最悪、、、
雑踏の喧騒が耳に響く中、鈴、湊、そしてレイの三人はヒカリエ内のカフェに集まっていた。
湊が気を利かせて「三人で話す場を作ろう」と提案したのがきっかけだ。
鈴は心の中でレイを観察していた。
(よく考えたら、初対面で“お前”呼ばわりなんて失礼よね。レイのやつ。)
湊がスマホをいじりながら、「じゃ、私は先帰るわ」と立ち上がる。
「あ、湊!」と鈴が呼び止めようとするも、湊は軽く手を振って去っていった。
カフェには鈴とレイの二人だけが残された。
レイはアイスコーヒーのラベルをじっと見つめている。
沈黙に耐えられず、先に鈴の方から話を振った。
「パッケージが気になるの?」
レイは気だるそうに答える。「ん、いや。なんとなく。」
また沈黙が訪れる。気まずい。何かを話したいのに、言葉が見つからない。
突然、レイが萌え袖を机に置いて口を開いた。
「今日、天気良いなー。
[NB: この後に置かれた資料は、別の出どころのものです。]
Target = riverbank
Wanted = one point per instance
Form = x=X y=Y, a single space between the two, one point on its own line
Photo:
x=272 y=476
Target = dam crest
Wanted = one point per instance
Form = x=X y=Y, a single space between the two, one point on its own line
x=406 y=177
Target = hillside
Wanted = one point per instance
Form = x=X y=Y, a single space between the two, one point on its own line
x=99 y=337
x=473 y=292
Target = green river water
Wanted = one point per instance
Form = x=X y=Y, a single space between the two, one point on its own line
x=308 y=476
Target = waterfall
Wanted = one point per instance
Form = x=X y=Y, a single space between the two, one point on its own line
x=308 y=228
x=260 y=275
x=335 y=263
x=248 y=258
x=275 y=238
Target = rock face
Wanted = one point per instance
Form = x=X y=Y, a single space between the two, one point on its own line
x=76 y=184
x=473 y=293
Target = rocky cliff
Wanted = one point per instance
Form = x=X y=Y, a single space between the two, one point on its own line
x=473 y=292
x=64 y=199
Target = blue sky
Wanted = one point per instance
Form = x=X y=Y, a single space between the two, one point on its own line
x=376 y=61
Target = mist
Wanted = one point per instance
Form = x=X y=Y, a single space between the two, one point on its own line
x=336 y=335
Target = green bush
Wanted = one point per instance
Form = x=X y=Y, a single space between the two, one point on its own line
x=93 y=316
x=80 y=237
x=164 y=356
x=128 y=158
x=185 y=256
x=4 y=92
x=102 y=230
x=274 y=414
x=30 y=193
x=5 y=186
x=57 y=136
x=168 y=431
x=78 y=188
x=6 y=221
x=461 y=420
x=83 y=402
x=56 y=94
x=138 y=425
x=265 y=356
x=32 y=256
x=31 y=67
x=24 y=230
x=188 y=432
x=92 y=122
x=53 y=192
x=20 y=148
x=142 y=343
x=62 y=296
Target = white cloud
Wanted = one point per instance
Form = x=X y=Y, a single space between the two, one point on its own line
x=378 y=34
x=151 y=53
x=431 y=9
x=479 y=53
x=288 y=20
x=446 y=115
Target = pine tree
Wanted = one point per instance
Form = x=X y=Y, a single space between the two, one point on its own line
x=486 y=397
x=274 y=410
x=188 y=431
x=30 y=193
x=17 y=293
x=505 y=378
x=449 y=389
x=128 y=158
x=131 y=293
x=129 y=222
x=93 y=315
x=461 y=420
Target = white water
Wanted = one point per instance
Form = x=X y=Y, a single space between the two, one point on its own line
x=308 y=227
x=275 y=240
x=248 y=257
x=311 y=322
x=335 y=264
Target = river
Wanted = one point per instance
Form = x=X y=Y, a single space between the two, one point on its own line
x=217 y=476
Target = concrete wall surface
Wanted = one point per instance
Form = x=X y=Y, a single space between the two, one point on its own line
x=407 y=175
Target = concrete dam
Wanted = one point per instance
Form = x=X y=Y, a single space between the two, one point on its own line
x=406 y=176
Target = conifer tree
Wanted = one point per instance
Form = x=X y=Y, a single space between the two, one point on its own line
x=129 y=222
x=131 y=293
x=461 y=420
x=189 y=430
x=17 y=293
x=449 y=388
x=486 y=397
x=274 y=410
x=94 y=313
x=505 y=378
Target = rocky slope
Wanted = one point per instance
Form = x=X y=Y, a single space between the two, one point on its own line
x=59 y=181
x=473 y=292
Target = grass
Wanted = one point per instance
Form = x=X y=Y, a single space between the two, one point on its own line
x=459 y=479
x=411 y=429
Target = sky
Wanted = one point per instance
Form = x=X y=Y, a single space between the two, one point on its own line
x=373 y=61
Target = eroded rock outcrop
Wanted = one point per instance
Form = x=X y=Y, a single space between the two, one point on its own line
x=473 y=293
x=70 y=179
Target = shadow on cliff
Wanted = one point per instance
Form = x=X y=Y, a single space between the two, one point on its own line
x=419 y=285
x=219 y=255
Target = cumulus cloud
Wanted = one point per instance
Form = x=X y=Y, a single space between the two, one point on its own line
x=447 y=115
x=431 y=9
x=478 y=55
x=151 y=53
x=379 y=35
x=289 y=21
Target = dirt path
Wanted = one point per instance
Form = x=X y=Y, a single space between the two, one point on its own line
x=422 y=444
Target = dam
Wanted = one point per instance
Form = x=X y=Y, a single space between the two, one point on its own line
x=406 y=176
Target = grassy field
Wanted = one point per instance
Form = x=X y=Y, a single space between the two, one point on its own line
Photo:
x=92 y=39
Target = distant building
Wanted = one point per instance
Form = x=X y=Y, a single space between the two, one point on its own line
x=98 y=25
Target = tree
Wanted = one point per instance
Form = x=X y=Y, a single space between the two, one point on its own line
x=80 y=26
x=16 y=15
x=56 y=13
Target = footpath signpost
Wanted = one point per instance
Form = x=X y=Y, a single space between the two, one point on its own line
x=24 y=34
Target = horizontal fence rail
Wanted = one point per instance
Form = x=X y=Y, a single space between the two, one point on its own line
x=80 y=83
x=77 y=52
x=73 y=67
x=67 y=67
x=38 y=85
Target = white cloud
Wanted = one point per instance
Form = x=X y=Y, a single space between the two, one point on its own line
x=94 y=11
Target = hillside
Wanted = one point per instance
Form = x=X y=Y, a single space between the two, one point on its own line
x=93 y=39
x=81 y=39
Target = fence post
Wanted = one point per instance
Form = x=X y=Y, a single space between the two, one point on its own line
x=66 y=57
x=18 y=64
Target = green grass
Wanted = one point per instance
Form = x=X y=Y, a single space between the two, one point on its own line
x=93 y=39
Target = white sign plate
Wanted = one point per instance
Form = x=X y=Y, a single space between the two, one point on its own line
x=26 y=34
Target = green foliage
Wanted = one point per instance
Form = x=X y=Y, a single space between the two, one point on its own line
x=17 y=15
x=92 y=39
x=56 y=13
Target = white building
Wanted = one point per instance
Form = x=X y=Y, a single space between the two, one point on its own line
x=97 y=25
」
鈴は戸惑いながらも返す。「え、まあいいわね。」
しばらく当たり障りのない会話が続いたのち、レイは鈴をじっと見つめた後、低く笑った。
「お前、つまんないな。」
「え、何よ。急に。」
鈴は、戸惑った。
憧れのアーティスト レイ に会えた。しかも初対面で2人で話せている。だけど聞きたいことは何も聞けてない。
そして言われたのが、「お前、つまんないな」??
鈴は状況が呑み込めず、何も話せなくった。と、同時に腹も立ってきた。
だから、言い返した。
「あなたこそ失礼じゃない。初対面でお前なんていうやつ」
レイは笑いながらこちらを見ている。
(なんなのよこいつ。本当に失礼。)
「失礼。確かにそうだな。」
なんでこんなに落ち着いているのよ。意味わかんない。こいつ本当にレイなの?
レイの余裕が鈴の神経を逆なでする。
「そもそも、私はあなたが本当にレイなのかも疑ってるわ。湊が言ってたから本当なのでしょうが。」
「じゃあ、本当じゃねーか。意味わかんねー笑」
ますます腹が立ってきた。わからせてやらないとだわ。
「あなた、人気者だからって調子に乗ってるでしょ。態度で分かるわ。あなたみたいに天狗になっている人はもれなく破滅よ。いずれは誰も見向きもしなくなるの。」
「作品はいいと思ったけど残念だわ。予想外よ。」
レイの表情が変わった。軽薄さが消え、真剣な目つきになった。
「そうか、予想外か。いいか、、、あたしは"予想通り"過ぎる。お前の全部、作品も性格も態度も。」
「何ですって?」鈴は目を見開いた。
「それはあなたの感想でしょ?アンチみたいに好きに言えば?」
腹立たしさと同時に、涙があふれてくる。こいつはただのアンチなのに。。
レイが冷たく言った。「そうじゃない、作品に対する覚悟が足りねーんだ。作品を見てればわかる。」
レイは続けた。「お前の作品からは鼻につくんだ。お高く留まって、器用にごまかそうとして。アーティスト気取りで。お前は表現者なんかじゃない。あたしは、お前のアンチにもなりたくない。ただ、つまらない。」
何なのよ、こいつ。鈴は限界だった。
好きだったアーティスト、レイ。湊の友達。個展で自信を失ったこと。ワクワクしながら実家を訪れたこと。すべてが胸を締めつけていた。
「うるさい!!!」
涙で息が詰まり、声を出すのがやっとだった。その声はうまく調整できず、ただ震えていた。
カフェの中が静まり返り、全員が鈴を見守っていた。
鈴はお会計もせず、机の上の財布を手に取り足早に店を飛び出した。
レイ「あ、待て、、、」
そこから先の記憶は、まるで霧の中のようにぼんやりしていた。
部屋に戻ると、ドアを閉め切り、暗い部屋の中で布団にうずくまっていた。
数日後、、、
鈴はレイを振り切ったあの日以降、学校にも行けてない。
部屋の中は、外から入るわずかな光だけが頼りで、静寂が包み込んでいる。
レイに言われた現実が、あまりにも重くて、どう向き合えばいいのか分からない。
スマホを手に取ると、そこには湊からの未読メッセージがいくつも表示されていた。
しかし、指が動かない。返信することが怖かった。
「しかも、あたしレイの財布、持って帰っちゃってた…」鈴は小さく呟いた。
その言葉が、どこからか自分自身を責めるような痛みとして、心に突き刺さる。
その瞬間、鈴は布団を引き寄せて顔を埋め、涙を流し続けた。
自分がどうすればいいのか、全てが分からなくなっていた。